Actually, it's a misconception that great games are based around "fun." In reality, games that are truly successful are based on motivation. People don't play games for an extended amount of time soley because they are fun. They'll find a "fun little game," play for one or two sessions, then forget about it. I can't even count (or remember) a ton of the fun Flash games I've found online. They were lacking any motivation for me to come back night after night, though, and play. This is just one example.
Mario, as you mentioned, had an exterior motivation that was very much beyond just fun. People were amazed at what could be done with games, and wanted to see the story unfold (a very population motivation technique) and explore new areas of the game.
Some games have a different style of motivation. Tetris, for example. This game is based on the fact that you play it mostly when there isn't much going on. The motivation is to occupy your mind with something other than the "real world." This is a common theme with portable games, especially. Another example along these lines: the rubik's cube. This isn't really fun, but it's motivating to complete. When it's finished, we rejoice in our victory, and this is fun.

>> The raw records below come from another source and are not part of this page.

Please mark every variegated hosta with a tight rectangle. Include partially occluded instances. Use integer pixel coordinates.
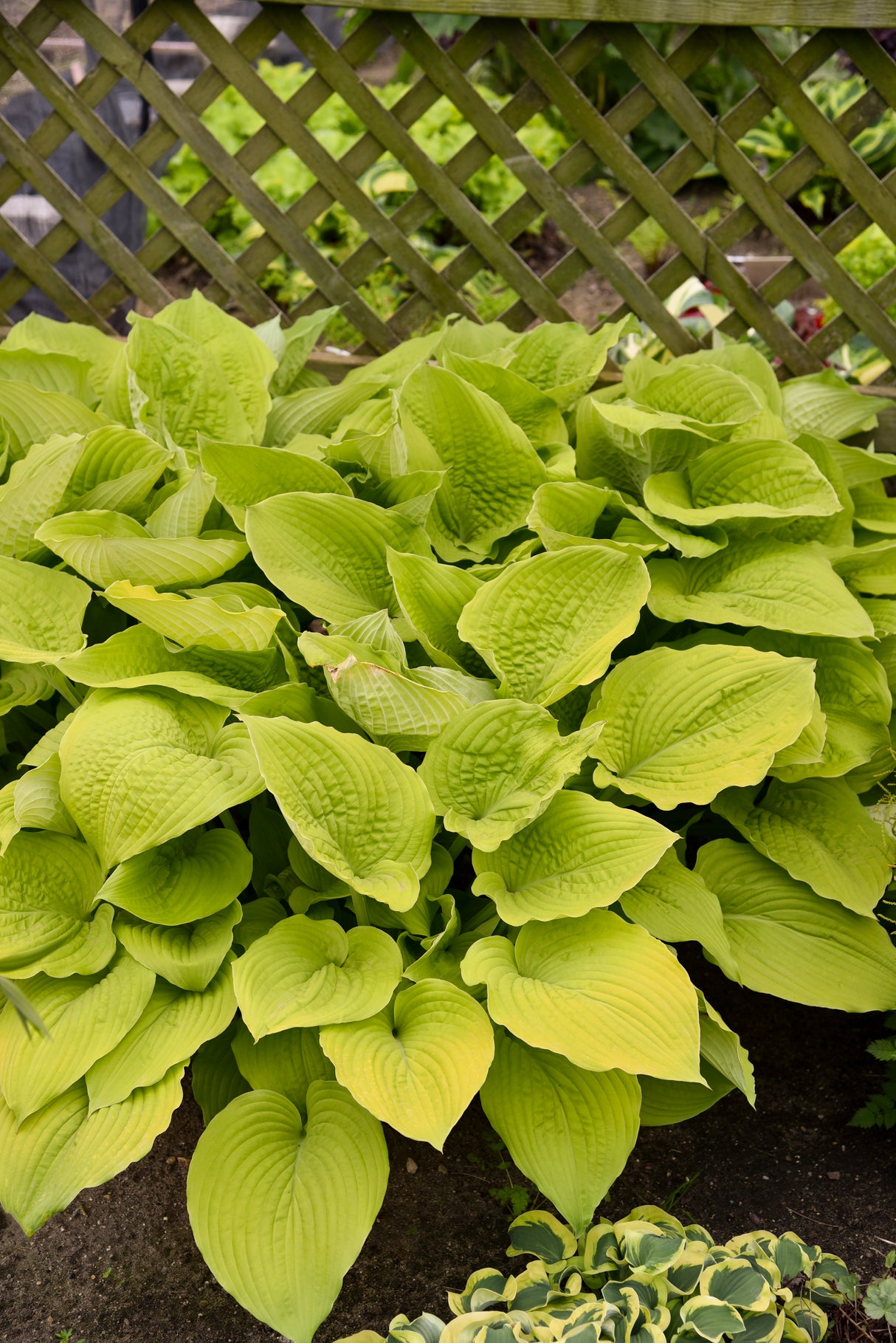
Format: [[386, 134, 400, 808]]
[[0, 295, 896, 1343], [340, 1206, 855, 1343]]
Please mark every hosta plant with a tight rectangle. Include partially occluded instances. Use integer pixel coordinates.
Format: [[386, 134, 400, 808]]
[[0, 294, 896, 1343], [342, 1206, 854, 1343]]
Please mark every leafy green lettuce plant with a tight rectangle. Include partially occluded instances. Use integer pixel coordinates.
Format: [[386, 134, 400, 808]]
[[0, 294, 896, 1343], [342, 1206, 854, 1343]]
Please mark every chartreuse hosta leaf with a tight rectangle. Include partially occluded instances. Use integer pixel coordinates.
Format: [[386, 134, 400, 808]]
[[393, 365, 547, 560], [458, 546, 650, 704], [697, 839, 896, 1011], [0, 951, 156, 1123], [593, 645, 816, 808], [0, 556, 90, 662], [473, 791, 677, 924], [58, 625, 283, 709], [103, 580, 283, 653], [246, 716, 435, 909], [641, 990, 757, 1127], [246, 493, 430, 620], [200, 438, 352, 526], [461, 909, 703, 1081], [59, 690, 263, 868], [35, 509, 249, 588], [647, 537, 873, 639], [234, 915, 402, 1040], [418, 700, 603, 851], [482, 1030, 641, 1235], [0, 831, 116, 979], [298, 611, 494, 751], [644, 439, 841, 526], [100, 830, 252, 928], [85, 963, 236, 1110], [0, 1063, 184, 1235], [619, 853, 739, 979], [385, 551, 489, 677], [321, 979, 494, 1151], [231, 1020, 334, 1110], [114, 897, 243, 992], [187, 1081, 388, 1343], [712, 779, 896, 915], [444, 352, 570, 447]]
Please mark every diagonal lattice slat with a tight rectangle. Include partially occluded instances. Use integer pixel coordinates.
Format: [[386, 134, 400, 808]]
[[0, 0, 896, 380]]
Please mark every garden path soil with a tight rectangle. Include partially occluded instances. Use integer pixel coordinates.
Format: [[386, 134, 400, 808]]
[[0, 958, 896, 1343]]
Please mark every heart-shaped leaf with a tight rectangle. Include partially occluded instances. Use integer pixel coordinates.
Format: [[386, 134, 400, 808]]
[[234, 915, 402, 1040], [187, 1081, 388, 1343], [461, 909, 703, 1081], [0, 1063, 184, 1235], [593, 645, 816, 808], [473, 791, 677, 924], [100, 830, 252, 927], [59, 690, 263, 870], [482, 1030, 641, 1235], [85, 964, 236, 1110], [0, 951, 156, 1123], [0, 556, 90, 662], [419, 700, 603, 853], [457, 546, 650, 704], [246, 715, 435, 909], [321, 979, 494, 1151]]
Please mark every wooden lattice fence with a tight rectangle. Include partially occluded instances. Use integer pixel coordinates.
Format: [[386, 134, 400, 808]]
[[0, 0, 896, 382]]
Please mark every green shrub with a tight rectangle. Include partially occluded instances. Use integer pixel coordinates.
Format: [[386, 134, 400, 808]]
[[0, 294, 896, 1340], [341, 1206, 854, 1343]]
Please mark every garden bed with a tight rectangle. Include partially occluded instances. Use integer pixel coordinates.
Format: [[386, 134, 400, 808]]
[[0, 956, 896, 1343]]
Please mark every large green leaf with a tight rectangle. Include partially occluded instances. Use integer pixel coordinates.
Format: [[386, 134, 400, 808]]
[[321, 979, 494, 1151], [473, 791, 677, 931], [0, 556, 90, 662], [103, 580, 283, 653], [419, 700, 602, 851], [712, 779, 896, 915], [246, 493, 430, 620], [0, 831, 116, 979], [393, 365, 547, 560], [461, 909, 703, 1081], [444, 352, 568, 447], [58, 625, 283, 709], [644, 439, 841, 526], [385, 551, 489, 676], [593, 645, 814, 808], [230, 1020, 334, 1110], [114, 902, 243, 992], [187, 1081, 388, 1343], [201, 438, 352, 526], [85, 964, 236, 1110], [100, 830, 252, 927], [0, 1064, 184, 1235], [697, 839, 896, 1011], [59, 690, 263, 868], [150, 289, 277, 447], [482, 1030, 642, 1235], [246, 716, 435, 909], [458, 546, 650, 704], [234, 915, 402, 1040], [35, 509, 249, 588], [647, 537, 873, 639], [619, 851, 739, 979], [0, 951, 156, 1123]]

We find it challenging (which is not the same as fun, although the two can go hand-in-hand) and this challenge motivates us to accomplish something that is presented as being intended for us not to complete. It's the human nature of "this can't be done? Let me try..." It's a huge motivator to get people to buy into the hook of your game.
You guys are mentioning good graphics. YET more motivation. You wonder what cool cutscene is coming up next...how these awesome graphic, character, and animation design will give you more of the immersive world surrounding the game. What's going to happen next?

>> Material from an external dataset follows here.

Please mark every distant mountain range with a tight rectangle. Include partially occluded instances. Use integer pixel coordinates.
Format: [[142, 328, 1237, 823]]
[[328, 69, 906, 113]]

Yet another example: World of Warcraft. You can't argue the success of this game by any means, and...let's face it...a lot of the game isn't all that fun. It isn't fun to shoot your 3,000th shadowbolt at the 428th level 2 zombie that you're killing for the night. But there's motivation in it. Level up, see the "cool" stuff in the game, and experience fun at THAT point with your friends. Motivation STILL persists here, though, to either get better and better gear, or to pvp with other players for various rewards. Overall, though, a good chunk of the game isn't directly fun.
A lot of games that involve player development through character growth center around allowing a player to become immersed in this experience of advancement. They believe that THEY are becoming something more than they are...that they're exceeding boundries put on them by reality. This is where good animation and great world/character design *can* come into play, although it is also often accomplished through other methods. Although you may call this fun (and often times portions of it are, of course), there are always stretches in games that aren't fun. You can't avoid this, no matter how good you may think you are at design, because everyone has different thresholds of how long they can stay at something...how much of your challenges they can take. This is where truly successful design gives motivation to either keep playing or come back later. When the player is away, you instill a sense in them that they're missing something...your game.
So, in short, fun is important, but just "fun" doesn't make great games by any means. You can make some neat little Flash passtimes by making games soley around fun, but if you want to create a truly great game that people will want to come back to again and again, you need to find that motivation that makes them never forget the title you put on your box.